Alphabet Inc., the parent company of Google, suffered a significant loss of $100 billion in market value due to inaccurate information provided by Bard, a company that supplies data for the purpose of estimating earnings for publicly traded companies. The information was used by financial analysts to make predictions about Alphabet’s earnings, and the incorrect data caused the stock price to drop sharply.
The error was discovered on Tuesday, February 7th, when Alphabet reported its fourth-quarter earnings. The company stated that its earnings per share (EPS) were lower than expected, and the stock price fell by almost 9% in after-hours trading. The following day, Bard acknowledged that it had provided incorrect information to the financial community, and the stock price of Alphabet continued to drop.
The inaccurate information provided by Bard had a ripple effect on the financial community, as many financial analysts and investors relied on the data provided by the company. As a result, the incorrect information affected not only the stock price of Alphabet but also the stock prices of other companies in the technology sector.
Alphabet’s CEO, Sundar Pichai, issued a statement regarding the situation, saying that the company is “disappointed with the recent events and the impact it has had on our shareholders.” He also stated that Alphabet is working closely with Bard to correct the error and ensure that it does not happen again in the future.
The incident has raised concerns about the reliability of information used by financial analysts and investors to make decisions about publicly traded companies. Many are calling for increased regulation of companies that provide earnings estimates, in order to ensure that the information they provide is accurate and reliable.

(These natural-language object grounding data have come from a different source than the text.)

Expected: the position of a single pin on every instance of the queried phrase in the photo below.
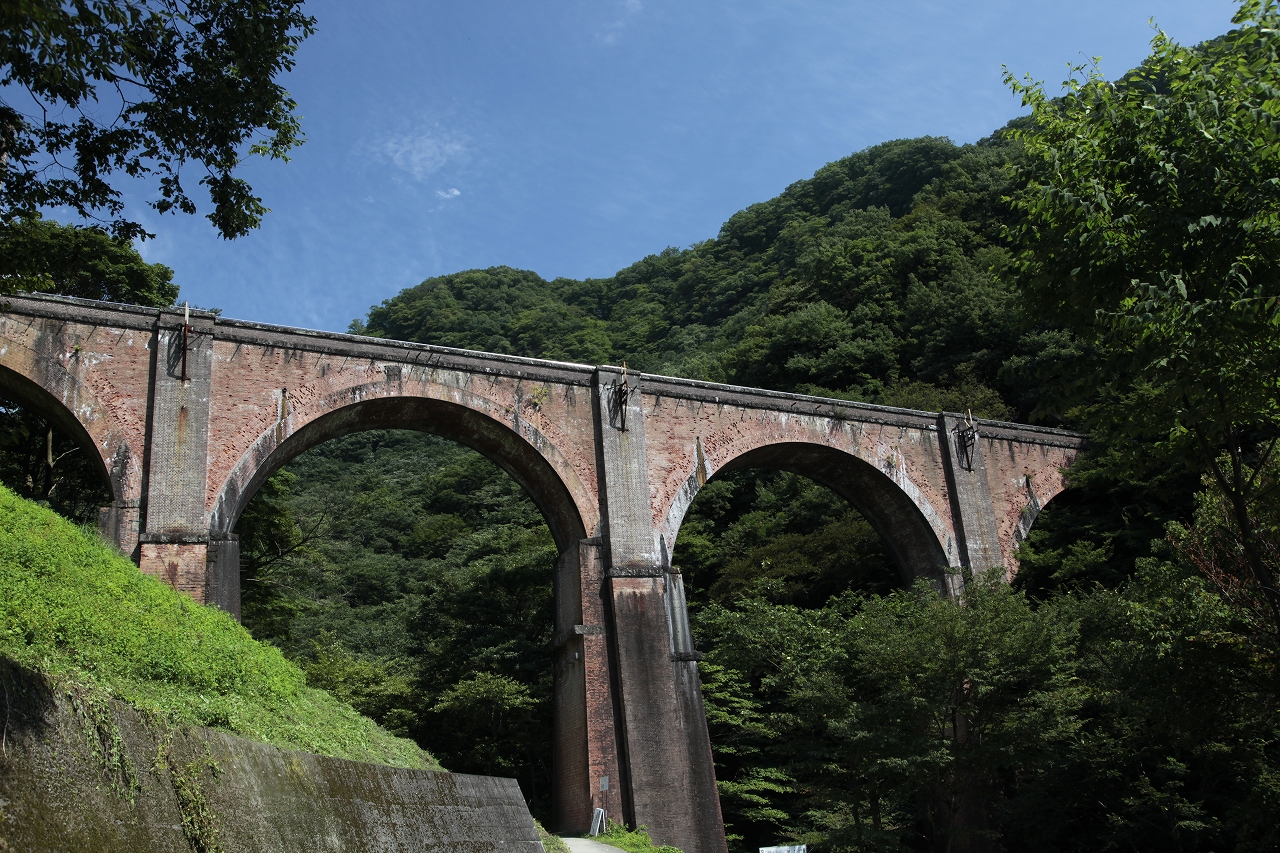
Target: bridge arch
(526, 455)
(900, 514)
(71, 406)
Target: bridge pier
(666, 757)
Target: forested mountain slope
(878, 278)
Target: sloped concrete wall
(101, 779)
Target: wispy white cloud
(423, 153)
(629, 9)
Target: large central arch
(493, 439)
(528, 464)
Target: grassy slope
(73, 609)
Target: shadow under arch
(891, 512)
(31, 395)
(481, 433)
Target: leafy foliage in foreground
(74, 610)
(181, 83)
(1130, 719)
(411, 578)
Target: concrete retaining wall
(99, 778)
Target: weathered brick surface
(181, 565)
(612, 471)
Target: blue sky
(574, 137)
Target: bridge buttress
(972, 506)
(666, 758)
(174, 539)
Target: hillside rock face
(82, 774)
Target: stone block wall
(71, 783)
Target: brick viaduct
(190, 422)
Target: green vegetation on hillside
(78, 612)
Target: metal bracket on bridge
(965, 438)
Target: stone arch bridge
(188, 419)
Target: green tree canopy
(142, 87)
(40, 255)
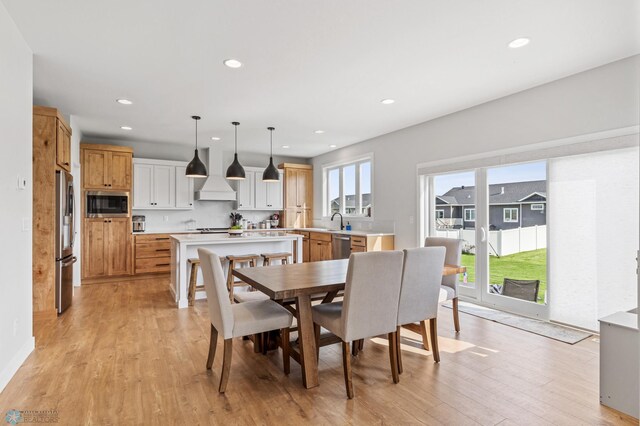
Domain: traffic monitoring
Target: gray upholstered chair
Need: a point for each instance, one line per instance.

In the meantime, Alphabet is trying to recover from the damage caused by the incorrect information. The company’s stock price has stabilized, but it remains to be seen how long it will take for the company to fully recover from the losses.
In conclusion, the incorrect information provided by Bard has had a significant impact on Alphabet and the financial community. It highlights the importance of reliable information in the stock market and the need for increased regulation of companies that provide earnings estimates. The situation serves as a cautionary tale for investors and financial analysts, who must be diligent in verifying the accuracy of information before making investment decisions.